Abgeltungsklauseln: Diese Klauseln regeln, wie nicht genommener Urlaub bei Beendigung des Arbeitsverhältnisses abgegolten wird. Es ist wichtig, dass diese Klauseln klar und rechtskonform formuliert sind, um Missverständnisse und rechtliche Streitigkeiten zu vermeiden.
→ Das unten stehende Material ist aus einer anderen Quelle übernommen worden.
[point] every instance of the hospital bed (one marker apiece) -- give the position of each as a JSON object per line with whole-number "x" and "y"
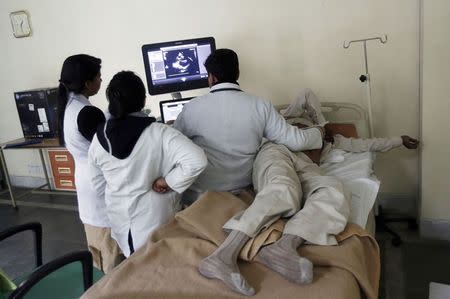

  • Urlaubsregelungen: Die gesetzlichen Bestimmungen zum Urlaubsanspruch sind komplex und unterliegen regelmäßigen Änderungen. Ein Arbeitsvertrag sollte eindeutig regeln, wie der Urlaubsanspruch berechnet und gewährt wird, einschließlich der Regelungen für Teilzeitkräfte und Mitarbeiter mit unregelmäßigen Arbeitszeiten.
  • Nachweisgesetz: Das Nachweisgesetz verpflichtet Arbeitgeber, wesentliche Vertragsbedingungen schriftlich festzuhalten. Dies betrifft unter anderem die Höhe des Arbeitsentgelts, die Arbeitszeit sowie die Kündigungsfristen. Ein gut gestalteter Arbeitsvertrag erfüllt diese Anforderungen und vermeidet so mögliche Bußgelder.
  • Datenschutzrechtliche Aspekte: Mit der Einführung der Datenschutz-Grundverordnung (DSGVO) sind die Anforderungen an den Umgang mit personenbezogenen Daten gestiegen. Ein Arbeitsvertrag sollte daher Regelungen zum Datenschutz enthalten, die den Mitarbeitern ihre Rechte und Pflichten in Bezug auf die Verarbeitung ihrer Daten erklären.

 

Feine Details mit großer Wirkung im Arbeitsrecht

Neben den rechtlichen Aspekten spielen auch kleine Details eine große Rolle bei der Gestaltung von Arbeitsverträgen:

Kündigungsregelungen: Diese sollten nicht auf den ersten Seiten des Vertrags stehen, um nicht gleich zu Beginn des Arbeitsverhältnisses einen negativen Eindruck zu erwecken. Es ist besser, diese Regelungen weiter hinten im Vertrag zu platzieren, wo sie dennoch klar und verständlich formuliert sind.

Vertragssprache: Die Verwendung einer freundlichen und zugänglichen Sprache, wie etwa die Du-Form, kann dazu beitragen, eine positive Beziehung zwischen Arbeitgeber und Mitarbeiter zu fördern. Dies zeigt, dass Sie als Arbeitgeber Wert auf eine offene und wertschätzende Kommunikation legen.

Individuelle Anpassungen: Jeder Mitarbeiter ist einzigartig, und ein guter Arbeitsvertrag sollte flexibel genug sein, um individuelle Bedürfnisse und Vereinbarungen zu berücksichtigen. Dies kann besondere Regelungen zu Arbeitszeiten, Homeoffice-Möglichkeiten oder Weiterbildung umfassen.

Fazit

Die richtige Gestaltung von Arbeitsverträgen ist ein komplexer, aber entscheidender Prozess, der sowohl rechtliche als auch menschliche Aspekte berücksichtigen muss. Ein gut gestalteter Vertrag trägt dazu bei, ein positives Arbeitsumfeld zu schaffen, das Mitarbeiter motiviert und langfristig bindet. Durch die Berücksichtigung neuer rechtlicher Entwicklungen und die sorgfältige Beachtung kleiner, aber wichtiger Details können Sie Ihre Praxis als attraktive Arbeitgebermarke positionieren und dem Fachkräftemangel erfolgreich entgegenwirken. Eine durchdachte und mitarbeiterorientierte Vertragsgestaltung ist somit ein wesentlicher Baustein für den langfristigen Erfolg Ihrer Praxis.